IMHO, high-traffic coastal areas, like the approach corridors to major ports are a nightmare...and best avoided as much as possible.


----------



## max-on (Mar 30, 2004)

navtron said:


> What do you think about it....doing a 2-3 day run Offshore? Has anyone experience on this...How often have you done this...Doug


This is such a wide-open question with many topics that we could address. There are many articles / books written about this in the single-hand racing context.

To be helpful with a response, could you elaborate with specific questions, or discuss your sailing experience and knowledge of boat systems - are you already comfortable single-handing your boat for day sails and you are asking about overnight / multi-day trips, or do you have little to no single-handing experience.

You also mention offshore, what is offshore to you, Newport to Annapolis following the coast or Newport to Bermuda, what is your experience going offshore with crew, what are your skills with navigation, weather forecasting, seamanship, etc. Does your boat have the requisite equipment and do you know how to use it; for single-handing do you have jacklines and hard points installed, rigging / sailhanding setup, do you have a quality self-steering and do you know how to fix it when it breaks, if not a windvane, have you addressed batter capacity and charging. We could discuss sleep management and watch keeping and egg timers. We could talk about sailing conservatively and thinking out / knowing every step of how to do something before you do it.

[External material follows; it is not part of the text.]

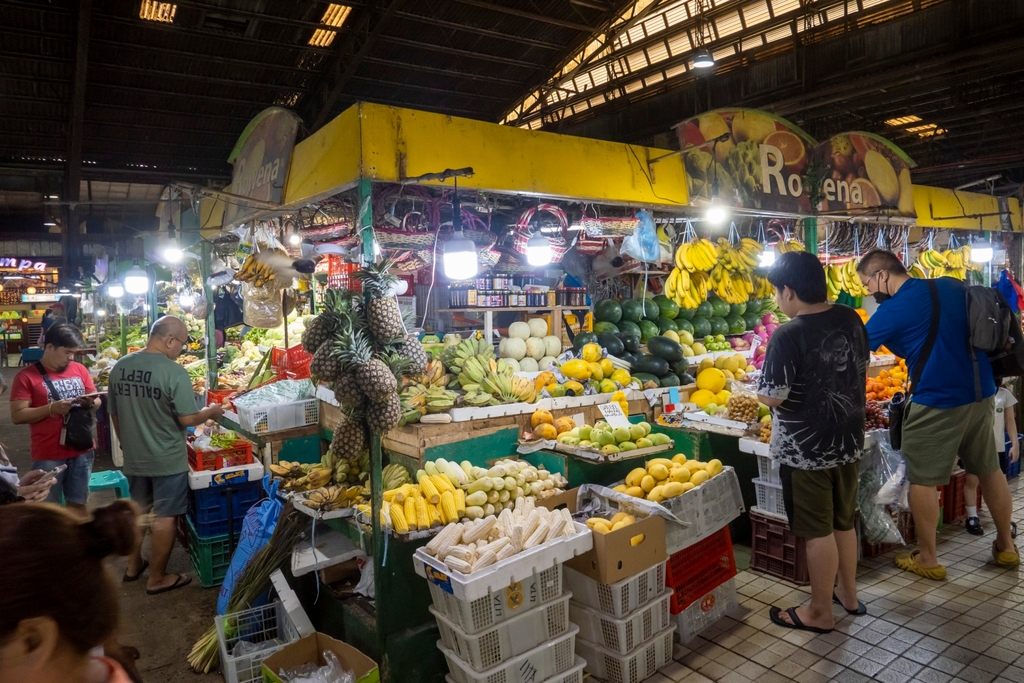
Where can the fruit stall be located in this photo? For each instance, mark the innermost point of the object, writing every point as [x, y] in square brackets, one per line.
[521, 436]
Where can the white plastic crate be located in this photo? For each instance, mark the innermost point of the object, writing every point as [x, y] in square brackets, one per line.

More information would help to identify and to answer your questions.


----------



## Tartan34C (Nov 21, 2006)

AjariBonten said:


> I know I have very limited sailing experience; but I can't imagine dealing with a spinnaker while singlehanding. It seems to me that even experienced sailors with a small crew can get in trouble with a spinnaker; or is that just a perception created by "You Tube"? . LOLOL


Its not hard but you need to keep an eye on the wind. If things look like the wind will increase you need to get the chute down quickly because you will have trouble dealing with any and I mean any problems if you are single-handed.

To set the spinnaker on larger boats I prepare it first by forming it into a long sausage and tying it together ever few feet with thread. Then I can raise it by passing it under the boom and into the lee of the main. When it's fully up I pull the tack to the pole and that breaks the lower threads. The wind gets into it and breaks the other threads as I am trimming the sheet.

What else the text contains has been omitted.